なんでこんなカラオケみたいなとこなのかっていうと、多分あんまり人を寄せ付けたくないからだと思う。

元芸能人だし、おおっぴらになるといろいろめんどくさいんだろう。

まんまカラオケの癖に、変に電飾をつけてるからなんかもう、なんとも言えない怪しい雰囲気が出ている。
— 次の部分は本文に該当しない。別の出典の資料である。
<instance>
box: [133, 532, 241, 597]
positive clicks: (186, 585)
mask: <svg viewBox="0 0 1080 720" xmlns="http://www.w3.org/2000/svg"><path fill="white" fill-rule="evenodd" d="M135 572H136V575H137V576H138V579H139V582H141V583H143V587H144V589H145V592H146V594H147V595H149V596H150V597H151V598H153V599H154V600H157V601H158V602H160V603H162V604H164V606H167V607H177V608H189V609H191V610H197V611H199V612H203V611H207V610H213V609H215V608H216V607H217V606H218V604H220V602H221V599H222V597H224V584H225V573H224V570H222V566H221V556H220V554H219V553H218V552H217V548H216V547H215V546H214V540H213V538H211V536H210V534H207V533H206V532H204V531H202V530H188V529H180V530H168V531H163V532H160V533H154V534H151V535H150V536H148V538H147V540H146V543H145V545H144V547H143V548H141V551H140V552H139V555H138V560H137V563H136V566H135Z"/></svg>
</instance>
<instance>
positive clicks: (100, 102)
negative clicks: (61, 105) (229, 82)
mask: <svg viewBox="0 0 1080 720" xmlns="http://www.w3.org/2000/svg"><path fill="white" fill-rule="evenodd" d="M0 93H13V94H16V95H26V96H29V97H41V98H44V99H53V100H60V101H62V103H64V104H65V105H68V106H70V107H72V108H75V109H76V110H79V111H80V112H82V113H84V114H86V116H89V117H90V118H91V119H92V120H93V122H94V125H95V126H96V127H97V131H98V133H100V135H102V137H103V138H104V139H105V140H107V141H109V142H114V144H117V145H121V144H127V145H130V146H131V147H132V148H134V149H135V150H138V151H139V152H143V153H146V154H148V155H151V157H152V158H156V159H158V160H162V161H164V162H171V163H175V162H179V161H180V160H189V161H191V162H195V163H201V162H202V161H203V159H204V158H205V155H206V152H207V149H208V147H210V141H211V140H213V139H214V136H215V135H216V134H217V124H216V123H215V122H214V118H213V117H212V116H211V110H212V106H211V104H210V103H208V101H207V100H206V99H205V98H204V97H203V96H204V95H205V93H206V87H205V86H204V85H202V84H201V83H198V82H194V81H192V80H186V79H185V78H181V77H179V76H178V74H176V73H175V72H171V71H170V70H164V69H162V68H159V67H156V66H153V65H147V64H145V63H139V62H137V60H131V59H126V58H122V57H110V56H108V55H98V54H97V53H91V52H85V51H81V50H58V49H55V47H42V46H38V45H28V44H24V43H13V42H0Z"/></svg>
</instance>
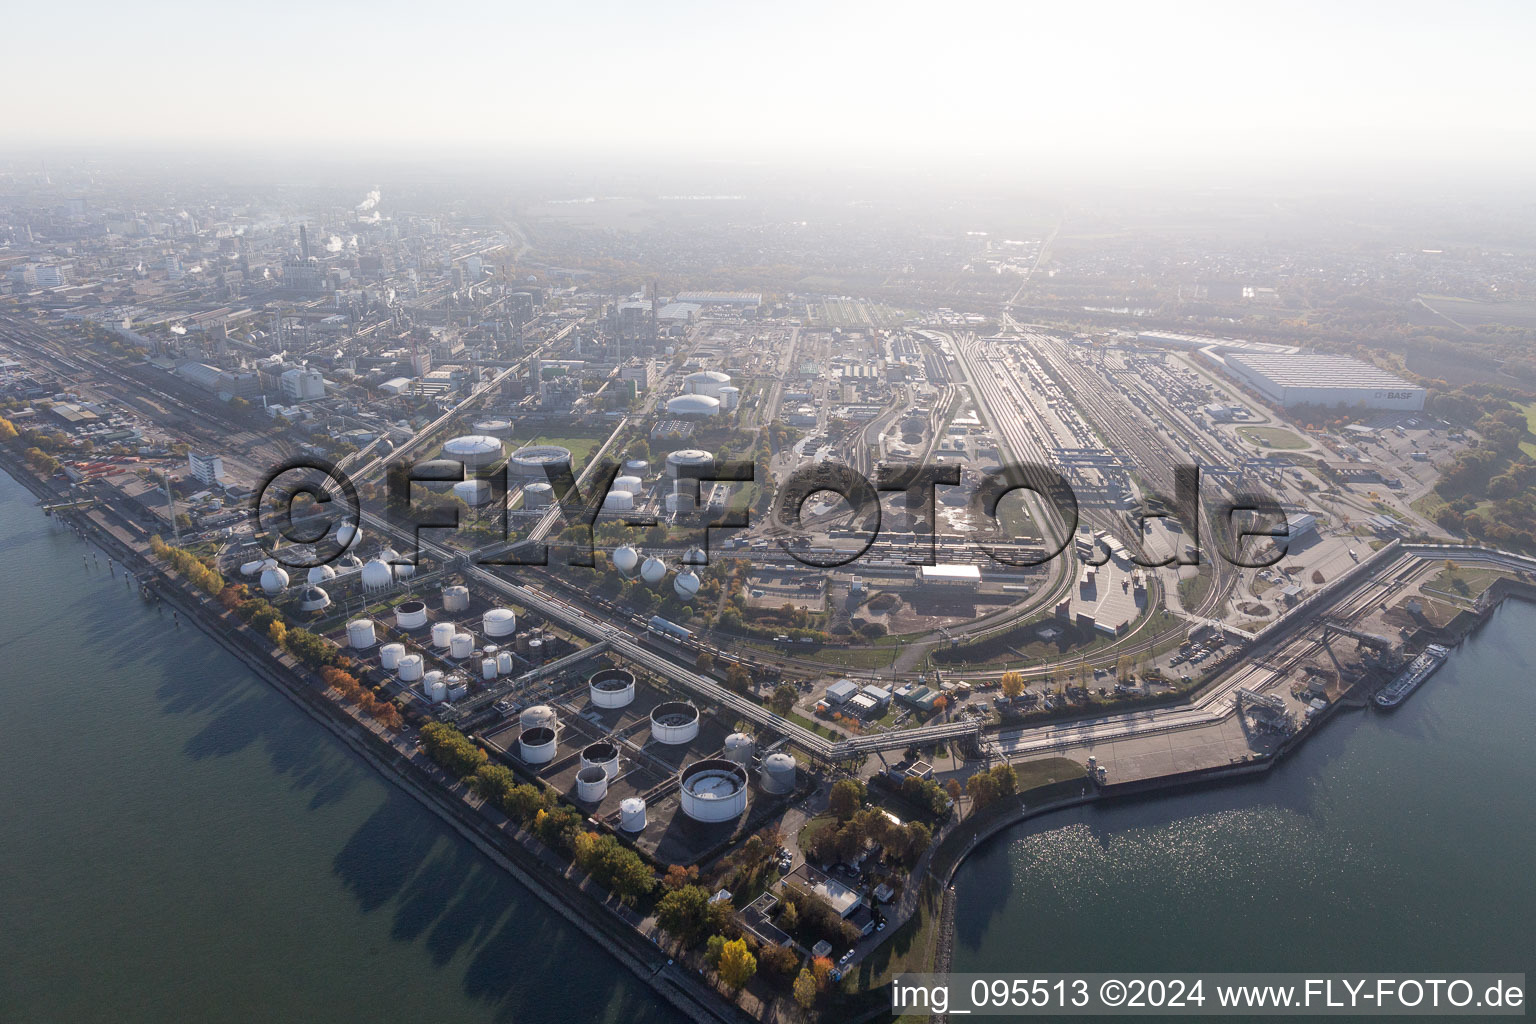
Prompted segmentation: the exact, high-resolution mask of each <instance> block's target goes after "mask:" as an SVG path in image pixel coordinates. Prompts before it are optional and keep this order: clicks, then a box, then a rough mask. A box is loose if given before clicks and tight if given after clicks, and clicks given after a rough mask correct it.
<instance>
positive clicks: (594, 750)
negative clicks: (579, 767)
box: [581, 740, 619, 778]
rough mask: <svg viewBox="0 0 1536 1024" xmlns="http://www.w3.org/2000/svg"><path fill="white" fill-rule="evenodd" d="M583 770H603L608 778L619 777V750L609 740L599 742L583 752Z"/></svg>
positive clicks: (582, 758)
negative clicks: (593, 769)
mask: <svg viewBox="0 0 1536 1024" xmlns="http://www.w3.org/2000/svg"><path fill="white" fill-rule="evenodd" d="M581 766H582V768H593V766H596V768H601V769H602V771H604V772H607V775H608V778H617V777H619V748H617V746H614V745H613V743H608V742H607V740H598V742H596V743H593V745H590V746H587V748H585V749H584V751H582V752H581Z"/></svg>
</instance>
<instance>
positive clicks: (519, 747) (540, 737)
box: [518, 726, 556, 765]
mask: <svg viewBox="0 0 1536 1024" xmlns="http://www.w3.org/2000/svg"><path fill="white" fill-rule="evenodd" d="M554 749H556V745H554V729H547V728H544V726H539V728H538V729H524V731H522V735H519V737H518V751H519V754H522V760H525V761H527V763H528V765H548V763H550V761H553V760H554Z"/></svg>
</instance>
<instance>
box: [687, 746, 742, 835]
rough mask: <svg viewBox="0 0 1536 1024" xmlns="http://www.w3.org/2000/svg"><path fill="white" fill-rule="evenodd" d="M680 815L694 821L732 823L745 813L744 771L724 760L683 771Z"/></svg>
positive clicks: (696, 761) (731, 762)
mask: <svg viewBox="0 0 1536 1024" xmlns="http://www.w3.org/2000/svg"><path fill="white" fill-rule="evenodd" d="M680 781H682V788H680V791H679V792H680V795H682V812H684V814H687V815H688V817H690V818H693V820H694V821H731V820H734V818H737V817H740V814H742V812H743V811H746V769H745V768H742V766H740V765H737V763H736V761H728V760H725V758H723V757H711V758H707V760H702V761H694V763H693V765H690V766H688V768H685V769H682V775H680Z"/></svg>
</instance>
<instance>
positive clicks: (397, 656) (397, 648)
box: [379, 643, 406, 672]
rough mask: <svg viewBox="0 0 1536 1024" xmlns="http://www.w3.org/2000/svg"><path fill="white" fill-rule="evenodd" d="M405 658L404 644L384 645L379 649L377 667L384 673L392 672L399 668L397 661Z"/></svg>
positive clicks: (389, 644) (394, 643) (393, 643)
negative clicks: (382, 670)
mask: <svg viewBox="0 0 1536 1024" xmlns="http://www.w3.org/2000/svg"><path fill="white" fill-rule="evenodd" d="M402 657H406V645H404V643H386V645H384V646H381V648H379V665H381V666H382V668H384V671H386V672H393V671H395V669H396V668H399V659H402Z"/></svg>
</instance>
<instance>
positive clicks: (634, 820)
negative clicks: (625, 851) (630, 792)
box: [619, 797, 645, 832]
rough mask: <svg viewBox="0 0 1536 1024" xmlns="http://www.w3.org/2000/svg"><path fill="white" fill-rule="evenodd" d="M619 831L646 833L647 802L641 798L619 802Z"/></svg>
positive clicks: (625, 799)
mask: <svg viewBox="0 0 1536 1024" xmlns="http://www.w3.org/2000/svg"><path fill="white" fill-rule="evenodd" d="M619 829H621V831H624V832H644V831H645V801H644V800H641V798H639V797H625V798H624V800H621V801H619Z"/></svg>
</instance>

わざわざ自動ドアを手動ドアに取り替えちゃったりして。

俺は、ゆっくりとそのドアを押した。


「いらっしゃいませ……お一人様、ですか?」


中は少し薄暗い。
オレンジの明かりがほんのりと辺りを照らしていて、お互いの顔ははっきりと見えない。
俺は、少しだけ頷くと、そのままボーイのいる方に向かう。
前の彼と違うのかと思ったけど、前の彼を覚えてない。


「会員証はお持ちですか?」

「あぁ、いえ。」

「初めてですか?」

「いえ。」

「では、前回は」

「連れの紹介です。」


誰かに見られてないだろうか。
なんて変な心配をしながらそわそわする。
けど、周りを見渡す勇気もない。
早く終わらせてしまいたくて、俺は質問をブツブツと切りながら回答していく。


「わかりました。お名前をお伺いしてもよろしいですか?」

「えっ」

「本名じゃなくても結構です。店の方で呼ぶ名前なので」

「あぁ、じゃあ……ハル……遥幸で……」

「わかりました。遥幸様ですね、本日はご希望の子とかいらっしゃいますか?」


ドクッと、心臓が鳴る。
顔写真がならんだそこに目を向けることもなく、俺は変な位置に視線を飛ばしながら口を開いた。